Transition Temperature and Upper Critical Field in SmFeAsO1-xFx Synthesized at Low Heating Temperatures

TL;DR

This study demonstrates that low-temperature synthesis of SmFeAsO1-xFx superconductors at 900°C enhances critical temperature and upper critical field, offering a more effective and practical method for improving superconducting properties.

Contribution

The paper introduces a low-temperature synthesis route using FeF2, which improves fluorine doping efficiency and superconducting properties compared to conventional methods.

Findings

Critical temperature (Tc) reaches 57.8 K.

Maximum upper critical field slope (dHc2/dT) is -8 T/K at x=0.2.

Superconducting properties are enhanced with low-temperature synthesis.

Abstract

Low-temperature synthesis is a promising and potentially effective method for improving superconducting properties.
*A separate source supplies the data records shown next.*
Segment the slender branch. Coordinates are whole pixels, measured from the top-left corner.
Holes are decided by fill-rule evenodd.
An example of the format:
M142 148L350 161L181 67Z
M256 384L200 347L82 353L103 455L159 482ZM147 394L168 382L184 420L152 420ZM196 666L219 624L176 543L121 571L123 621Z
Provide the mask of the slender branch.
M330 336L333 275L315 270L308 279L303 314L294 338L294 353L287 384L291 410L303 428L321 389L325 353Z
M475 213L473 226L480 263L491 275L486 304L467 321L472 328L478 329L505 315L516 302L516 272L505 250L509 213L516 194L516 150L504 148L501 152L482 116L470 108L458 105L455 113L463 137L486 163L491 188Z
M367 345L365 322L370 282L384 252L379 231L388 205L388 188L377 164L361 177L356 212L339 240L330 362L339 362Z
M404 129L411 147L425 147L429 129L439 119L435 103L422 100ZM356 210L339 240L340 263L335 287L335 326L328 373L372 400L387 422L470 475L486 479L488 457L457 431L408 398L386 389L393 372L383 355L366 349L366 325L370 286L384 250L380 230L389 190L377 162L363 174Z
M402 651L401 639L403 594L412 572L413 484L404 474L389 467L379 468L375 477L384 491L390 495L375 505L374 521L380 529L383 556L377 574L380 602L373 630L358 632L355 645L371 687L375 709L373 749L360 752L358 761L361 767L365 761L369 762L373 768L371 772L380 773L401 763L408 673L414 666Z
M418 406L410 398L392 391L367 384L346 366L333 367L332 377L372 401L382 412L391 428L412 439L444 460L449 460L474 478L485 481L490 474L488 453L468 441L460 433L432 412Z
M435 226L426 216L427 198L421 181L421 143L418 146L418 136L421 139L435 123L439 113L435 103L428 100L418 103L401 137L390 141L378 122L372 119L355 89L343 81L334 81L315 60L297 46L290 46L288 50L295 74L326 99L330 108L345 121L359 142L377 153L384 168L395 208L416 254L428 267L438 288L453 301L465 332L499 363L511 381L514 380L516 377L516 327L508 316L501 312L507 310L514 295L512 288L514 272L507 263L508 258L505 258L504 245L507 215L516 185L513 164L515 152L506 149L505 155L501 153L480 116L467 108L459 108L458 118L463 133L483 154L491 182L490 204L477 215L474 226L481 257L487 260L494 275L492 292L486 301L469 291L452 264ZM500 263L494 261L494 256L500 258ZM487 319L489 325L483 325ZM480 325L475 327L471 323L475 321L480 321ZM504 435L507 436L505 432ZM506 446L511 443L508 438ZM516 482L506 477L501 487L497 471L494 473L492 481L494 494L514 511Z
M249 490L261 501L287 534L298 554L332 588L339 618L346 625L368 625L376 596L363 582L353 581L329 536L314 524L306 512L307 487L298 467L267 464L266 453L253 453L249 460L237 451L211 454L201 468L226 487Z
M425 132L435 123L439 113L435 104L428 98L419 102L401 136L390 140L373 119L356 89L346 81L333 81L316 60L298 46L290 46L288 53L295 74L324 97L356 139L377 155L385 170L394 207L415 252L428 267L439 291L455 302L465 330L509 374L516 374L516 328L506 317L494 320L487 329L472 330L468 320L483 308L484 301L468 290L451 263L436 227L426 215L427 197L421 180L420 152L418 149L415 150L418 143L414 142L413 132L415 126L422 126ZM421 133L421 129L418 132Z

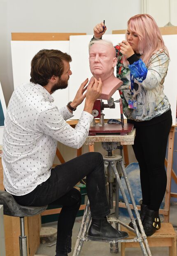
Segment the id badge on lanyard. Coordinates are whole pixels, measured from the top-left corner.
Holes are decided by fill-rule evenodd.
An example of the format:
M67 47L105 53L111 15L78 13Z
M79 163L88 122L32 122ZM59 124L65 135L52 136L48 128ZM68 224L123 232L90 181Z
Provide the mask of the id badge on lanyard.
M131 95L132 96L132 99L128 100L128 108L132 109L137 109L137 101L133 99L133 88L134 88L134 83L135 78L131 73L130 74L130 82L131 82L131 88L130 88L130 92L131 92Z

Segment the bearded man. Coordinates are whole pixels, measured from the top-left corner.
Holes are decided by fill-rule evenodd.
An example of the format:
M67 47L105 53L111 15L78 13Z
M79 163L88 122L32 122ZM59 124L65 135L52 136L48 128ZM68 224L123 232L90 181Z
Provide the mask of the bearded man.
M72 102L59 110L52 104L53 92L68 86L71 60L70 55L55 50L42 50L34 56L30 82L18 87L9 101L3 138L6 190L21 205L63 206L57 256L67 256L71 251L72 229L81 201L80 192L73 187L86 176L92 218L90 239L112 241L128 235L107 221L110 209L101 154L86 153L52 168L57 141L77 149L84 144L93 119L94 102L102 92L100 78L95 78L87 88L86 79ZM72 128L66 120L85 98L84 110Z

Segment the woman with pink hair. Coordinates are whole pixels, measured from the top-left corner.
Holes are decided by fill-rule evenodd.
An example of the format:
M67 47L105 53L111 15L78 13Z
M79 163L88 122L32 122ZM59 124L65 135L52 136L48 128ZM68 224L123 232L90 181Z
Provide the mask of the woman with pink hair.
M172 118L163 83L170 59L159 29L150 15L135 15L127 25L126 40L115 47L117 77L130 88L119 93L127 122L136 128L133 147L140 169L140 216L149 236L161 227L158 211L167 184L164 162ZM92 40L101 39L106 29L103 22L98 24ZM133 227L132 222L129 225Z

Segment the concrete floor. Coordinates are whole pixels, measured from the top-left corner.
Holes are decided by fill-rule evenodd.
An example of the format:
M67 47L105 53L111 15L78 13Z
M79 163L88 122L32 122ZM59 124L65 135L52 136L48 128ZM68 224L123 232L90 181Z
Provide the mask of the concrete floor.
M170 206L170 222L172 223L175 229L177 227L177 205ZM82 217L77 217L73 230L72 237L72 251L68 254L68 256L72 256L74 250L75 243L80 225ZM53 227L57 228L57 223L52 222L42 224L42 227ZM43 238L40 246L36 253L36 255L45 255L48 256L55 255L56 245L51 247L49 245L54 243L56 241L56 236L54 236L50 241L48 238ZM84 242L80 254L80 256L111 256L121 255L121 247L119 244L119 254L110 254L109 243L98 242ZM151 247L151 251L153 256L168 256L168 247ZM126 256L140 256L143 255L142 251L140 248L126 248Z

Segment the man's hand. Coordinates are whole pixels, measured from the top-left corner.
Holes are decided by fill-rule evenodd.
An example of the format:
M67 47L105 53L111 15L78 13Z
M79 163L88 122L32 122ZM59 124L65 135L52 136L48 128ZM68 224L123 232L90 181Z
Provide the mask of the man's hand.
M74 108L76 108L79 105L81 104L84 100L86 97L86 94L84 94L84 92L87 89L87 87L85 87L88 81L88 78L86 78L82 83L77 91L76 96L70 105Z
M131 45L127 41L124 40L122 41L122 43L120 43L119 45L121 46L120 52L122 53L123 55L127 59L129 58L135 53Z
M86 93L84 111L91 114L94 103L101 94L102 92L102 82L100 78L97 80L95 78L92 78L87 86Z
M105 33L107 29L103 22L96 25L93 28L94 37L95 39L99 39Z

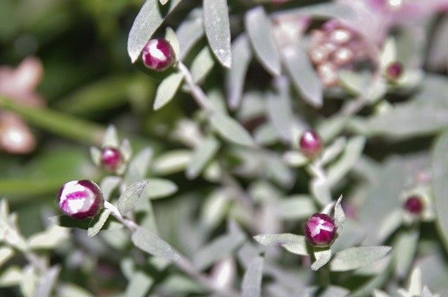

We report on the fabrication of polycrystalline samples of SmFeAsO1-xFx with nominal x content varying in a wide range of x = 0-0.35 synthesized at 900 deg C. This synthesis temperature is around 300 deg C lower than the conventional synthesis temperature. The variation in the lattice parameters and transition temperature (Tc) of various F-doped samples indicates that reduction of the unit cell volume (V) seems to be the main reason for the rise of Tc up to 57.8 K. Magnetoresistance measurements showed that the upper critical field slope (dHc2/dT) increased with increasing F concentration up to x = 0.2, where it reached a maximum value of -8 T/K corresponding to a coherence length of 10 angstrom. At still higher F doping levels, dHc2/dT and the low field Jc decreased; above 0.5 T, however, Jc had almost the same value. Compared with previous reports, the present synthesis route with low synthesis temperatures and commonly available FeF2 as the source of F is more effective at introducing F into the SmFeAsO system and thereby resulting in improved superconducting properties for the system. In addition, this new sample preparation method also reduces unnecessary problems such as the evaporation of F and reaction between the crucible and superconductor during the solid-state reaction.